In this new post-corona era, there is a rising interest in technology’s impact on biases in human decisions. Do few or no human interactions reduce and even eliminate culture, racial, and other taste-based biases? In this series of blogs, I hope to provide more understanding on this question by discussing several recent research papers.
The first paper to discuss is D'Acunto et. al. (2020) where they find that automated robo-advising lending tools can reduce culture biases in the peer-to-peer lending process. Moreover, the reduction of cultural biases actually provides sizable economic returns to investors! Discriminating lenders face 32% higher default rates and about 11% lower returns on the loans they issued.

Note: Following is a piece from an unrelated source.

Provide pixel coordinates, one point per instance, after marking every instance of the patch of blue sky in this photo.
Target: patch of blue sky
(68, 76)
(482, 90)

As their study uses a leading P2P platform in India, Faircent, let's first have a brief idea of the cultural bias in India.
https://www.culturalsurvival.org/publications/cultural-survival-quarterly/ethnic-and-religious-conflicts-india
https://www.pewresearch.org/fact-tank/2021/06/29/key-findings-about-religion-in-india/
https://en.wikipedia.org/wiki/Shudra
Their main findings are two folds.
Before investors use robo-advising, they detect two spiking patterns that are indications of culture-based discrimination in the lending process.
- Both Hindu and Muslim lenders tend to favor borrowers of their same religious relative to borrowers of the other group.
- Lenders are less likely to lend to borrowers who tend to be considered as Shudra borrowers.